昨日夜、イタリア共和国大統領であるジョルジョ・ナポリターノ氏が、スパイク・リー監督の新作映画『セントアンナの奇跡(原題:ミラクル・アット・セント・アンナ)』の試写を鑑賞し、「とてもドラマティックな映画であり、イタリアやレジスタンスにとって、そして戦争の犠牲者らにとってのオマージュだ。この映画に論争すべき点はない。レジスタンスについても良く描かれていると思うが。」との感想を述べた。
本作品は第二次世界大戦中のドイツ軍によるイタリア市民大虐殺をあつかっており、内容の一部が史実にそぐわないとしてイタリア・ パルチザン全国協会から激しい抗議を受けていたが、同協会会長らからも「歴史の真実として、この虐殺事件の責任は全てドイツ軍にあると言うことは主張しますが、本作品は史実をもとにしたフィクションであり、我々は作品の賛否、歴史的および映像作品としての価値を問うつもりはありません。」と、語調をやわらげている。
なお、本作品のタイトルロールには「この虐殺事件の責任はドイツ軍にある」との但し書きがなされていた。
イタリア・ パルチザン全国協会はイタリア共和国大統領の意見に同調するとし、以下のようにコメントをしている。

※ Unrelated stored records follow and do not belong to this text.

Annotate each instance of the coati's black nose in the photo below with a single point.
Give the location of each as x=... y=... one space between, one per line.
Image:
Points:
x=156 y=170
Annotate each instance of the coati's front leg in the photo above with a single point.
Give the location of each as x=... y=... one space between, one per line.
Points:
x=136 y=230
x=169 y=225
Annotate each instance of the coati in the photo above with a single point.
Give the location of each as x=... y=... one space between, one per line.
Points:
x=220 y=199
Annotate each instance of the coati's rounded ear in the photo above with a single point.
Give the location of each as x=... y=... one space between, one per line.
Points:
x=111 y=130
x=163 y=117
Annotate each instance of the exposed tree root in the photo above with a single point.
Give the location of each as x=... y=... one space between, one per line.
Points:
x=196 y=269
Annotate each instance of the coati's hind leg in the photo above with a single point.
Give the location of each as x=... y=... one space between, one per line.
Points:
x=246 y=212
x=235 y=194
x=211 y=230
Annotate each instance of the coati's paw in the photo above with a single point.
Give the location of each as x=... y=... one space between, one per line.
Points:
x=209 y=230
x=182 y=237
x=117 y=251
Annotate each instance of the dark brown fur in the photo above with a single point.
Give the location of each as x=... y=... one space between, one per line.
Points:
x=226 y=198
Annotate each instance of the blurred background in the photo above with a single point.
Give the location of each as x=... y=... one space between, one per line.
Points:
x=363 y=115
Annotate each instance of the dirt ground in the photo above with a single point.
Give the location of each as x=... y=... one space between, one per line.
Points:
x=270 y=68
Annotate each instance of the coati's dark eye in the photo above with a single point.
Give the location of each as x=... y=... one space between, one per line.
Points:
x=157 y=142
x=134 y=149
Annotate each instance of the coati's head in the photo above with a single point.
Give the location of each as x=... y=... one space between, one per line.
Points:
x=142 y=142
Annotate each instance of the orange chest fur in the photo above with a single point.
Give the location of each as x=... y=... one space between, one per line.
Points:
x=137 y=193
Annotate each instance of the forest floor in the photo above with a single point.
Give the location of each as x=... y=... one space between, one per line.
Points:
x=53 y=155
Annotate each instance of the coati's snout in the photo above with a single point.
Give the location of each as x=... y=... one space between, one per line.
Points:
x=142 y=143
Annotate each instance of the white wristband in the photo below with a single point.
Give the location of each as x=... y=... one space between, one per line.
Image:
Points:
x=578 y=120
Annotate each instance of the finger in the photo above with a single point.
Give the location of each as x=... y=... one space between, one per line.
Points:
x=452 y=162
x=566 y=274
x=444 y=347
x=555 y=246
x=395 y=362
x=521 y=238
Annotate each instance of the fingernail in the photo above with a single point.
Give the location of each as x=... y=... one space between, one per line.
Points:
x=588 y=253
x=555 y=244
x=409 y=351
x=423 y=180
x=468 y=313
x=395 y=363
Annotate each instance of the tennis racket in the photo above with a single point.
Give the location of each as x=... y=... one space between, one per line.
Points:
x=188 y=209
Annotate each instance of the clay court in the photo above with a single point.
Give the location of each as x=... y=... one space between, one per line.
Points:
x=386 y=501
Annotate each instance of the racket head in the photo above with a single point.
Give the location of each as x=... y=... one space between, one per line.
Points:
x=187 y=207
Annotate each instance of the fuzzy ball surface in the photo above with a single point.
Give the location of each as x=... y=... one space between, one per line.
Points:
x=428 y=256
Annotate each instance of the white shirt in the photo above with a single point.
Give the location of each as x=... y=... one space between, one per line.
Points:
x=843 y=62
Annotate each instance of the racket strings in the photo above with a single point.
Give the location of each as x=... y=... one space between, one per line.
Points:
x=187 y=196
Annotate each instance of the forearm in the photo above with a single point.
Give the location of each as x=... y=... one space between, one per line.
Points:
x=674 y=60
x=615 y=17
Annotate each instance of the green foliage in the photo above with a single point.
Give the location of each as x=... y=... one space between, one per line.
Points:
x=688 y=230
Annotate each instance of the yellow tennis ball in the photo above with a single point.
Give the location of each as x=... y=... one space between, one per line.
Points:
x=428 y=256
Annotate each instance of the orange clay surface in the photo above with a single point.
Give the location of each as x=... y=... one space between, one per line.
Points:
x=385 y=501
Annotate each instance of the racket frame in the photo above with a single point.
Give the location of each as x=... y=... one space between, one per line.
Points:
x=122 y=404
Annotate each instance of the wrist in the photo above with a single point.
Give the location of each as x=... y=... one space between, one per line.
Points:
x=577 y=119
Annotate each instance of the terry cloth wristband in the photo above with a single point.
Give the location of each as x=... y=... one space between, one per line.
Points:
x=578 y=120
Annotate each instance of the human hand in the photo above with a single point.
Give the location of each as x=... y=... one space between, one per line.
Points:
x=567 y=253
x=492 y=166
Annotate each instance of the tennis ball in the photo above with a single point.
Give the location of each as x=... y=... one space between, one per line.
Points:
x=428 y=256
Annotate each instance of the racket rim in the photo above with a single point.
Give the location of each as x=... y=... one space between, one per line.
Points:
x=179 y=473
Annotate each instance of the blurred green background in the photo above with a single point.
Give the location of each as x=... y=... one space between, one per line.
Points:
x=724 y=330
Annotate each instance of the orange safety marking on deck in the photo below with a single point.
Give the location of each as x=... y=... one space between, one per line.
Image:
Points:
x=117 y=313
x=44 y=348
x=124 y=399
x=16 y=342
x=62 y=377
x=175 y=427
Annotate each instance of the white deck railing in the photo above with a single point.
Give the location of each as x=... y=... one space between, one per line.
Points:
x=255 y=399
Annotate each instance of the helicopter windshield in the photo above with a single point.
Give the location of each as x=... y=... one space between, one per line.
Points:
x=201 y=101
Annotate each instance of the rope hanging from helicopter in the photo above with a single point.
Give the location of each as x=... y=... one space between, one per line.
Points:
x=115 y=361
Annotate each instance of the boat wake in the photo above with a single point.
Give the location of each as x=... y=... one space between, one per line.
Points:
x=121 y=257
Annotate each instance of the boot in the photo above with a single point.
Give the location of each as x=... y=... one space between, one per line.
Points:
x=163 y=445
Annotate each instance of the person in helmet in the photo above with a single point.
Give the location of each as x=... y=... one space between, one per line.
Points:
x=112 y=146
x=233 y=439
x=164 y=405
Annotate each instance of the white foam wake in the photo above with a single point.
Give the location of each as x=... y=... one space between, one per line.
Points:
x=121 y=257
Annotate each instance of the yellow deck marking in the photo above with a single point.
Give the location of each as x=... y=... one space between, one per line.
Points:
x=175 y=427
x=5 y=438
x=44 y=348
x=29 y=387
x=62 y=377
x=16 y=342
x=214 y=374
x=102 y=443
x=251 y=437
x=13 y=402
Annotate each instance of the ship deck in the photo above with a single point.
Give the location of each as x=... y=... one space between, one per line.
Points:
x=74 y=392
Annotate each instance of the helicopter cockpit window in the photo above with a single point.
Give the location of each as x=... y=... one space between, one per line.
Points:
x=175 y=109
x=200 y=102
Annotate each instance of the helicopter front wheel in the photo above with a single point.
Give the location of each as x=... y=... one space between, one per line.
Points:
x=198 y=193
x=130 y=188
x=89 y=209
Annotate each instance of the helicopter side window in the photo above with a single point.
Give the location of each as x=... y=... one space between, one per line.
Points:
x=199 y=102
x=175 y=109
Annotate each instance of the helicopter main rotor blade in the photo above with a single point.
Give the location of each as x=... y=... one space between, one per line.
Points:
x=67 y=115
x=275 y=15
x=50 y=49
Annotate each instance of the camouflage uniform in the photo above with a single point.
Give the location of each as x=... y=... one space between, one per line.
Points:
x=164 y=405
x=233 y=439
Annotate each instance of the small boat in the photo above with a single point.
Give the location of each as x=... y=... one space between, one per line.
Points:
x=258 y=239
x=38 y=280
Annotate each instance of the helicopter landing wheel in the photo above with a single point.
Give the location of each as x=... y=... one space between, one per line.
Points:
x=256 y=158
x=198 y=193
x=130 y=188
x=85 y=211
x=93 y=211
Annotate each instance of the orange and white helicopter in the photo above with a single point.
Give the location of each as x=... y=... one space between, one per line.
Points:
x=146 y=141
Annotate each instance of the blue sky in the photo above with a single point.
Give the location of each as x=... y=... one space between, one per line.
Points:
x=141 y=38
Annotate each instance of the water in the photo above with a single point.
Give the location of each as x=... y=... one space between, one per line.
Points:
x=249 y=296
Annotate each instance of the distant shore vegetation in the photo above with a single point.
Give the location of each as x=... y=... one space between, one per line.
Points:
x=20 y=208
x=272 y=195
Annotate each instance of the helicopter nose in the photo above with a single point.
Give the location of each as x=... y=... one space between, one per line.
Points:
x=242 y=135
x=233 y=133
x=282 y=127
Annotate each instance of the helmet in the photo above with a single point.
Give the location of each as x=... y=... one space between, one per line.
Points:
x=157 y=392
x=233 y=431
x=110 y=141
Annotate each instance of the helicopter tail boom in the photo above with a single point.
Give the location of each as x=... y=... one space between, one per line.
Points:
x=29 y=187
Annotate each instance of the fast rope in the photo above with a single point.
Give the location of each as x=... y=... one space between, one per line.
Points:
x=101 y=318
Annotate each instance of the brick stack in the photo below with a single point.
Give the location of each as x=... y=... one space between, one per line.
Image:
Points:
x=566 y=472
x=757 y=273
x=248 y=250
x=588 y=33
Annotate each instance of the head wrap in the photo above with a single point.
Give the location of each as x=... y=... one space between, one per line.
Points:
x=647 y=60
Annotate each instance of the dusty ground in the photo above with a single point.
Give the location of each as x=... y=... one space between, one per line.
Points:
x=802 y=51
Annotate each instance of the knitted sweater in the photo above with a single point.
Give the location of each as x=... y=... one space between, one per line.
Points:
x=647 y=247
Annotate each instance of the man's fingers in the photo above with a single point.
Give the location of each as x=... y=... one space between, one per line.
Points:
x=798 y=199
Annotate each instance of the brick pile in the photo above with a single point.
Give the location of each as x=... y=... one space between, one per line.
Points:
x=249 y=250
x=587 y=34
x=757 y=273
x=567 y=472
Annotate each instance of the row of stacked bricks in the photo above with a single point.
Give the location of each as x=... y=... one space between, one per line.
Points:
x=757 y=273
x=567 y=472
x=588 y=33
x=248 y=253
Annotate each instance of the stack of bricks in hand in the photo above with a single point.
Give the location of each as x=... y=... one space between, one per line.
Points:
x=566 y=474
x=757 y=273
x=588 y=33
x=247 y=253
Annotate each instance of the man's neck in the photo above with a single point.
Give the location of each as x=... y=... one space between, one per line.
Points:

「イタリアを民主主義国家へとした人々や出来事に関する記憶は、イタリア全国民にとっての財産です。誰が罪を犯したのかを覚えておくことも、必要なことなのです。」(2008年10月3日 La Repubblica)

 

映画の方も、結局は良い宣伝になっただろうし、ナポリターノ大統領、水戸黄門みたいですね。